Even as faith communities suffer decline in attendance and certain forms of religious observance, I see concurrent evidence of rebirth and resurgence along different parameters. More than ever, the global pandemic, racial and justice reckonings, and the eviction crisis have foregrounded disparities in life expectancy and life opportunity for minority and underserved communities. These developments have summoned religious institutions to revisit and revise their facilities usage, modes of worship, fellowship, liturgy, and community interactions and commitments. More broadly, these trends also have caused some to challenge their own inherited traditions and have prompted religious leaders to reassess their history, relevance, relationships, and forums for engagement.
Underprivileged and underserved communities potentially stand to benefit from these trends and developments as some religious institutions recommit to visions of unity and multicultural community. Already, some institutions have begun reorienting ministries and projects beyond their immediate constituents towards their surrounding communities, creatively repurposing their facilities, and redirecting financial resources to meet community needs or to help fill other service gaps left by struggling nonprofits and government agencies.
Who are some of the people who have most influenced your life and vocational choices?
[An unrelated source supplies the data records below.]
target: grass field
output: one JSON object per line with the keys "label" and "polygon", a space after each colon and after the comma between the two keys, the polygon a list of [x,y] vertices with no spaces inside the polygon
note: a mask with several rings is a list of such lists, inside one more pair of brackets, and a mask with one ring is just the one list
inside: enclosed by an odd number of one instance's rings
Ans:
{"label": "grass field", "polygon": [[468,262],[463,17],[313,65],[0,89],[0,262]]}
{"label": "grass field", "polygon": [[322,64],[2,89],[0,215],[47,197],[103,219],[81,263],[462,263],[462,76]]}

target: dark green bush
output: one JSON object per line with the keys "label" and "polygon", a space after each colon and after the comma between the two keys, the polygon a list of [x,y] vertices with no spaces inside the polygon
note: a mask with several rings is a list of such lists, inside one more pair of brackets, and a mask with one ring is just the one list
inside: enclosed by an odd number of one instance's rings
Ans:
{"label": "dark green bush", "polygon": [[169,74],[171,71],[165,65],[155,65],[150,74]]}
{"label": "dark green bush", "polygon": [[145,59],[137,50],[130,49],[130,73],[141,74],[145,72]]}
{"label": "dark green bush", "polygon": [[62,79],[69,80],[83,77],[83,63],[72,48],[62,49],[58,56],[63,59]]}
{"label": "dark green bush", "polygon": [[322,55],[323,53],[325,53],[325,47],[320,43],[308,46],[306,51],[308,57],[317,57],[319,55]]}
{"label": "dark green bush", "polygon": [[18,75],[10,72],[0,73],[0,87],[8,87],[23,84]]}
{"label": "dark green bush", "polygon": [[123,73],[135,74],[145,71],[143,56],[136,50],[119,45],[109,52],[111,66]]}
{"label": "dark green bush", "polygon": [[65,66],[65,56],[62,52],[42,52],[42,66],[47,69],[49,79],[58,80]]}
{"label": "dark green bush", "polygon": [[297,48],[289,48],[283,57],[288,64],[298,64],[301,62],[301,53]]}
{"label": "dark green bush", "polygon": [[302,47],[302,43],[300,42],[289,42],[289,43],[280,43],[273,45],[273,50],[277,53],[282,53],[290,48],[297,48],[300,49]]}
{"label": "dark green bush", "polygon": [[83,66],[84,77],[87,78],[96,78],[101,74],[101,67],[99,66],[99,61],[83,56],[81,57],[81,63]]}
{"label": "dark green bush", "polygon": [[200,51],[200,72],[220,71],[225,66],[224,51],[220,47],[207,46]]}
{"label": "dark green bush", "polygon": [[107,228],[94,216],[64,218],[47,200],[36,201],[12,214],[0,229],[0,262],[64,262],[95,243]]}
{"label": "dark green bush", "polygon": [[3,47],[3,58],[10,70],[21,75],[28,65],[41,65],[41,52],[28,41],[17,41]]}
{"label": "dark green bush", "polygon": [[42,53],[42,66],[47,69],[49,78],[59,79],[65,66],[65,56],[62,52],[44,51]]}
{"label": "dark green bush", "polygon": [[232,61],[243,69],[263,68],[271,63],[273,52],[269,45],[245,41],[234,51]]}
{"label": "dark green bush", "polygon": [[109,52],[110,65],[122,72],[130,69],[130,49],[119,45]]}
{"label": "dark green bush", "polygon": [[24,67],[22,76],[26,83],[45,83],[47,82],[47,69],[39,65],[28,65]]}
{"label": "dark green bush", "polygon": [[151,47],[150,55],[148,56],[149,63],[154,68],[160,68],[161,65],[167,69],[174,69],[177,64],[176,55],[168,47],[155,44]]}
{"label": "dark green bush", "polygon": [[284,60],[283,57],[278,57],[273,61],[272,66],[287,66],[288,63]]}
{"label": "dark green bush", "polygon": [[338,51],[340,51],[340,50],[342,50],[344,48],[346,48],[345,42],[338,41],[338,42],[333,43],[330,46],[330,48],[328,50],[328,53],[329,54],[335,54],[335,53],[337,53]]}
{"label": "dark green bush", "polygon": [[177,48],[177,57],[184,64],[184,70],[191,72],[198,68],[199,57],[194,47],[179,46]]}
My parents have been important supporters, enablers, and role models – both had fulfilling careers as private-sector professionals and as public servants. I am fortunate to have been raised in a family that included career educators and education administrators who greatly valued and promoted education as a vital form of social capital and source of social mobility, and who made learning exciting, fun, and accessible.
In my experience, some lessons are taught and some lessons are caught. The many kinds and sources of intelligence and wisdom that have influenced my life and vocational choices include organizational and community leaders, fellow board members, and mentees. I am also the grateful beneficiary of numerous mentors, conversation partners, and pastors, including the late James Earl Massey (Tuskegee Institute dean emeritus), Carl Patton ( Georgia State University president emeritus), Suzanne W. Haley, Cheryl J. Sanders (Howard University professor), and the late Elder Robert L. Key Sr. and Elder Roland C. Mars.
The Emory professors who have most influenced or supported my academic and vocational pursuits include Frank Alexander and John Witte (Emory Law), and Luke Timothy Johnson, Ellen Ott Marshall, and Luther Smith (Candler School of Theology). I also had the happy privilege to study under Ira V. Frazier and William Spencer (Gordon-Conwell professors), Phillip L. Clay (former MIT chancellor and professor emeritus) and Langley C. Keyes (MIT professor emeritus), among others.